So far, so “so what?”
Let’s look at the opposite end of the spectrum: 50,000 values? Here, the Fast/Slow divide is apparent. First the “Slows” (two tests only, for reasons that should become apparent):
50K (ms) | near sorted | random |
Bubble | 31 | 522,216 |
Cocktail | 30 | 449,696 |
Insertion | 19 | 179,127 |
Naive | 219,338 | 510,010 |
Selection | 220,735 | 220,743 |
Yes, that’s hundreds of thousands of milliseconds. “Three or four minutes” to you and me. The “Fasts”, meanwhile:
50K (ms) | sorted | near sorted | blocks | random | strings | reversed |
Shell | 162 | 164 | 219 | 377 | 929 | 250 |
Quick | 296 | 298 | 327 | 365 | 790 | 306 |
Comb | 390 | 396 | 477 | 622 | 1,348 | 452 |
Heap | 899 | 903 | 885 | 874 | 1,548 | 844 |
(I only ran two tests on the “Slows”, for fear of dozing off completely.)
Again, for data where values are near their final sorted positions there’s clear evidence that something like an Insertion Sort is much faster than any of the “sexier” options. Provided you know your data will actually meet that criterion, of course.
All that considered, I’m switching from CombSort to ShellSort as my default algorithm. While it loses out a little to QuickSort in the “random” test (probably most representative of my normal use case) it doesn’t carry with it the fear of stack overflow through extreme recursion, something that’s bitten me with QS in the past. Anyway, us old’uns have got to stick together.
As already mentioned, if you have small quantities of data or infrequent sort calls in your application, it really doesn’t make much difference which algorithm you use, although I’d still suggest being aware of the properties of several options and having a basic implementation to hand. Once you reach a point where sorting contributes materially to your application run time then you owe it to yourself and your users to make an intelligent selection.

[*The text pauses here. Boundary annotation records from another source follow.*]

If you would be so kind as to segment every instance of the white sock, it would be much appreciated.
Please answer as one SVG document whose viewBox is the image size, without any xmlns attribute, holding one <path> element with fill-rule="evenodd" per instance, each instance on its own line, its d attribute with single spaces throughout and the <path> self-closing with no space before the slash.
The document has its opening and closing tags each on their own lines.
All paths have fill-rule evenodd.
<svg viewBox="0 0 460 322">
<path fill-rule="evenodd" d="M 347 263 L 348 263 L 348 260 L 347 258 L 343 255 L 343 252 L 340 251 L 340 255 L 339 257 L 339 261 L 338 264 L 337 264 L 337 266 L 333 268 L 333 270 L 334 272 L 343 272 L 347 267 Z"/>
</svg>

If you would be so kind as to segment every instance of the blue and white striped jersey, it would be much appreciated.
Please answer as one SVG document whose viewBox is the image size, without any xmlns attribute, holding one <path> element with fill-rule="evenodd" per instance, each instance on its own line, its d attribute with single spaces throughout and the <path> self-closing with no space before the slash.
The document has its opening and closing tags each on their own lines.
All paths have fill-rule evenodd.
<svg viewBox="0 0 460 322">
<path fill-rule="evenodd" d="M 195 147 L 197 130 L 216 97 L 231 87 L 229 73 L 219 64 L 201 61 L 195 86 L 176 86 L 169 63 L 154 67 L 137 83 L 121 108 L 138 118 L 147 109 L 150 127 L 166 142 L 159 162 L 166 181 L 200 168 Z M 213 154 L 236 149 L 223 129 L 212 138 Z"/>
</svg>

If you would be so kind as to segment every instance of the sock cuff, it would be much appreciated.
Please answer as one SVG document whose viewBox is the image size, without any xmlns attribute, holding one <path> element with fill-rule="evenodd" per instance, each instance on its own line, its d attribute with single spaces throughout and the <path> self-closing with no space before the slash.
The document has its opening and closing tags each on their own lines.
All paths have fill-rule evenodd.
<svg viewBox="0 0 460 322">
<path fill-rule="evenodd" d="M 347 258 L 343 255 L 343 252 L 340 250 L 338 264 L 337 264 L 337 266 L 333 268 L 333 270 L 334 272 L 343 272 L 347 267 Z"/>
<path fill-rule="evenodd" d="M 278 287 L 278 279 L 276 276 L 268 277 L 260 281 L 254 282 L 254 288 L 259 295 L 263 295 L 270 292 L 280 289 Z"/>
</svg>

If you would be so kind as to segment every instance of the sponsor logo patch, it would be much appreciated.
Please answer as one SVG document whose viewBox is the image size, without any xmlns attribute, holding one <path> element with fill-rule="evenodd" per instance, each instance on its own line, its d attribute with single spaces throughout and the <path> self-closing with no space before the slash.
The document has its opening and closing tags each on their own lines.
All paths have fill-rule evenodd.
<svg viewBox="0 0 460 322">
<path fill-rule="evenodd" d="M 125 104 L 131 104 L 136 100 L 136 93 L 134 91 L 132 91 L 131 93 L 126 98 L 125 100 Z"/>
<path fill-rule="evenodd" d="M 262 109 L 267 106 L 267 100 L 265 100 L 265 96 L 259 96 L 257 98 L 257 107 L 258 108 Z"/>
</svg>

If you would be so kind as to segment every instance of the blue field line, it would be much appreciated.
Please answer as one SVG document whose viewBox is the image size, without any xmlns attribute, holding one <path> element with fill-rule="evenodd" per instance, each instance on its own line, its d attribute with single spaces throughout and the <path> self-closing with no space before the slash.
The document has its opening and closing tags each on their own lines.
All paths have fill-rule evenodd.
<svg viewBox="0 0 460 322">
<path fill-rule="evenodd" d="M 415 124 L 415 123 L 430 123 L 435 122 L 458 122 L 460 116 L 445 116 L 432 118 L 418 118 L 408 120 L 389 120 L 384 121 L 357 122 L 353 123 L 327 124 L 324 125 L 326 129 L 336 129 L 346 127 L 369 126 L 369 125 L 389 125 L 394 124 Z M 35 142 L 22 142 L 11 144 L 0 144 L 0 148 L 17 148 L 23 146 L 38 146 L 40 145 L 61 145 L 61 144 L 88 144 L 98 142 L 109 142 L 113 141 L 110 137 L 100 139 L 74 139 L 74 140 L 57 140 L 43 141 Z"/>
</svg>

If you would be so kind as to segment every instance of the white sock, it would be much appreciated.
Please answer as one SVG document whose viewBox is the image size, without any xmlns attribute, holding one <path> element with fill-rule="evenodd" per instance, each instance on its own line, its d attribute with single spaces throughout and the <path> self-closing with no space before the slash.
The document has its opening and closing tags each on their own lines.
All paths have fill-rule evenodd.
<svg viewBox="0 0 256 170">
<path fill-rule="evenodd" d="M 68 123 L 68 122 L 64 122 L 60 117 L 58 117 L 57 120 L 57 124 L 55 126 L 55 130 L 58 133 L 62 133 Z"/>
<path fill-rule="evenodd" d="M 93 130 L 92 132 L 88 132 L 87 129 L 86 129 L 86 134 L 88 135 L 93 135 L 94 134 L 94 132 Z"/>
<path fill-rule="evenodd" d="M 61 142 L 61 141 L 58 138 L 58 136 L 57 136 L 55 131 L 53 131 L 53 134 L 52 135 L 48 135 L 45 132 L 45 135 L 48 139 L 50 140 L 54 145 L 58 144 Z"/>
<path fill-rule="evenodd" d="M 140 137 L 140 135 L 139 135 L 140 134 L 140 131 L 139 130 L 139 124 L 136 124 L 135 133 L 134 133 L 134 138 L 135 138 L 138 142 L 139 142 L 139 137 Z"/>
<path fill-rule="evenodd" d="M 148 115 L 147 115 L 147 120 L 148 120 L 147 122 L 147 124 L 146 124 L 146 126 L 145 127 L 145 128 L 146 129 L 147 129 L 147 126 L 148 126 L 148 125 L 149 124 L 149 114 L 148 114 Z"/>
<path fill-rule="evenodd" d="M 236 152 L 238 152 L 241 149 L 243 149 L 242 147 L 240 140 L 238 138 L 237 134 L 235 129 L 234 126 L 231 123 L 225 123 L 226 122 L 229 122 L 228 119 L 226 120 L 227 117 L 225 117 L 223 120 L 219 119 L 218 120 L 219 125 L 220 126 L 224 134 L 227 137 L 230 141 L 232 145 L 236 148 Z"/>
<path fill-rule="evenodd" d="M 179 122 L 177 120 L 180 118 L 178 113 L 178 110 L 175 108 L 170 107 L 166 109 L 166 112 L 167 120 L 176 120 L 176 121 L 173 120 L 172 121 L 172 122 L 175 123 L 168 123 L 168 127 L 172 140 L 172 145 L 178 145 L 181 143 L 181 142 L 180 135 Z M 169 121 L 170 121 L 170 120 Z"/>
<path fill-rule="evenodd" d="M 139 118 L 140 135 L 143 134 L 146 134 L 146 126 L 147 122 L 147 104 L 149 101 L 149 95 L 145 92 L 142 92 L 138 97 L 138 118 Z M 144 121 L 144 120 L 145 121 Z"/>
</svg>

Here’s my ShellSort implemenation in VB, transcoded fairly literally from the Wikipedia pseudo-code (optimisations welcome):
Public Sub ShellSort(inp) ' sorts supplied array in place in ascending order Dim inc As Long, i As Long, j As Long Dim temp ' don't know what's in the input array... If Not IsArray(inp) Then Exit Sub ' ...but it had better be an array inc = (UBound(inp) - LBound(inp) + 1) / 2 ' use Shell's originally-proposed gap sequence Do While inc > 0 For i = inc To UBound(inp) temp = inp(i) j = i Do If j < inc Then Exit Do ' check these conditions separately, as VBA Ors don't short-circuit If inp(j - inc) <= temp Then Exit Do ' ... and this will fail when j < inc inp(j) = inp(j - inc) j = j - inc Loop inp(j) = temp Next inc = Round(CDbl(inc) / 2.2) Loop End Sub
1 Not the absolute worst: there’s the catastrophic genius of BogoSort, to name but one, but let’s not go anywhere nearer to there.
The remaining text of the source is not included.